Thursday, October 1, 2009

Time for Baking and Apples

It's a cold rainy day today in Minnesota. Just the kind of day when everyone thinks about baking. I don't know the "official date " for apple season but October 1 is definitely the right time. They've also created another new breed, SweeTango that will be available nationally next year. Watch for it!

There's a lot of talk about Honeycrisp apples that were developed at the University of Minnesota. They've become my favorite apple. For eating they are crisp, sweet-tart and juicy. For baking they keep their shape and aren't too juicy. I'm baking Apple Praline Coffee Cake from Baking Basics and Beyond today and filling the house with scents of apples and autumn.

Apple Praline Coffee Cake

When you prepare this coffee cake for a special occasion, arrange small pecan halves instead of chopped pecans on top to dress it up.
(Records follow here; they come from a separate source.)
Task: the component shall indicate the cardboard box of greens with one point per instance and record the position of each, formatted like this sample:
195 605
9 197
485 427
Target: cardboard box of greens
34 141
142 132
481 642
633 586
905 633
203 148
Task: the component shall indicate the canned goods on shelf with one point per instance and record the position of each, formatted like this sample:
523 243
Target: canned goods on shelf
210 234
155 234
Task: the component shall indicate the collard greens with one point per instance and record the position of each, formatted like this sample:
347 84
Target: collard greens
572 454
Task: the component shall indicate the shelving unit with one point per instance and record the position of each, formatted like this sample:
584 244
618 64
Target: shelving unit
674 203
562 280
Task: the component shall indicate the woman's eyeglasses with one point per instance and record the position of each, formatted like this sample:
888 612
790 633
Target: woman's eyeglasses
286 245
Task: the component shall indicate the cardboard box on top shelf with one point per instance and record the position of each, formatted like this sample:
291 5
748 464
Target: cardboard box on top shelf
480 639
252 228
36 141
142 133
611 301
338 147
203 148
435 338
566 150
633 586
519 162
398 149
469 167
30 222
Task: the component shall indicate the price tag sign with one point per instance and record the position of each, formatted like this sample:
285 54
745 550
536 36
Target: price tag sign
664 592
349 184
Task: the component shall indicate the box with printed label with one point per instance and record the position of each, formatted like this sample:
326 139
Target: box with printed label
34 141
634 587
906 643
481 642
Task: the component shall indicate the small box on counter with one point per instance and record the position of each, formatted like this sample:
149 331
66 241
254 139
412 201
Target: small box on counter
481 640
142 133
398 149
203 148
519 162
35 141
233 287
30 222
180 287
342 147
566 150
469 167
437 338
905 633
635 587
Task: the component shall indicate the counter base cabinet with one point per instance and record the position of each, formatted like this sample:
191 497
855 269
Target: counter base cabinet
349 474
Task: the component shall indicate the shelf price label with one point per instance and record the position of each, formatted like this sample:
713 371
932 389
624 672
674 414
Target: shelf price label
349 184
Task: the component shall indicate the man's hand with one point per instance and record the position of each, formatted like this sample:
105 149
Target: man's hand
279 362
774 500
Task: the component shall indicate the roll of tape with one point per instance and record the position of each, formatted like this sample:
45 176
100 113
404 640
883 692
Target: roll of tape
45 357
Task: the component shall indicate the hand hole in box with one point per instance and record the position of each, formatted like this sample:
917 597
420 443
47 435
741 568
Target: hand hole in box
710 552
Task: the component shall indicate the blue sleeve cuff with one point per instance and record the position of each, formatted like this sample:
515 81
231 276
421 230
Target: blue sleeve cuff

Apples and brown sugar keep this cake moist for several days.


1 1/2 cups chopped peeled apples (about 2 medium)
1/3 cup sugar
2 teaspoons cinnamon, divided
3 cups all-purpose flour
3 teaspoons baking powder
1/2 teaspoon salt
1 cup butter, softened
1 cup sugar
2 eggs, beaten
1 teaspoon vanilla
1 cup milk

1/4 cup firmly packed brown sugar
1/4 cup butter
1 cup powdered sugar, sifted
2 tablespoons whipping cream or milk
1/2 cup chopped pecans

Heat oven to 375°F with oven rack in middle. Spray a nonstick 10-cup Bundt pan with nonstick spray or thoroughly grease and flour.
Combine apples, sugar, and 1 teaspoon cinnamon in medium bowl. Combine flour, baking powder, remaining 1 teaspoon cinnamon, and salt in another medium bowl.
Beat butter in bowl of a heavy-duty mixer on Medium speed until creamy, scraping down sides of bowl once or twice. Gradually add sugar and continue beating until light in color. Scrape down sides of bowl. Beat in eggs and vanilla.
Reduce mixer speed to Low and add the flour mixture in three additions, alternating with two additions of milk. Scrape down bowl after each addition. Beat until smooth.
By hand, stir in the apple mixture. Spoon the batter into prepared pan, and spread evenly with a metal spatula.
Bake 45 to 60 minutes or until a toothpick inserted in center comes out clean. The apples should be fork-tender. Cool on wire cooling rack 15 minutes and remove cake from pan (see Baker’s Notes below).

Heat brown sugar and 1/4 cup butter in small saucepan over medium heat, bringing mixture to a boil while stirring constantly. Reduce heat to low and cook until butter is absorbed, about 1 minute. Remove from heat and add whipping cream and powdered sugar. Beat until smooth.
Drizzle glaze over cake, allowing some to run down the sides. Sprinkle with pecans.

BAKER’S NOTES: Spray the Bundt pan generously with nonstick cooking spray or grease with shortening and coat with flour. Make sure the ridges are coated so the cake will come out completely.
Use a metal spatula to release the center and loosen the sides of the cake from the pan. With the cake side up, gently shake the pan to loosen the bottom, rotating as you shake. Carefully remove the cake from the pan by inverting it onto a cooling rack.
Because the glaze is cooked, it sets up quickly. As soon as it is smooth, drizzle it over the cake.
SECRETS TO SUCCESS: Use an electric knife or a serrated knife for easier slicing.
Place a piece of waxed paper or a cookie sheet under the cooling rack for easy clean-up after glazing.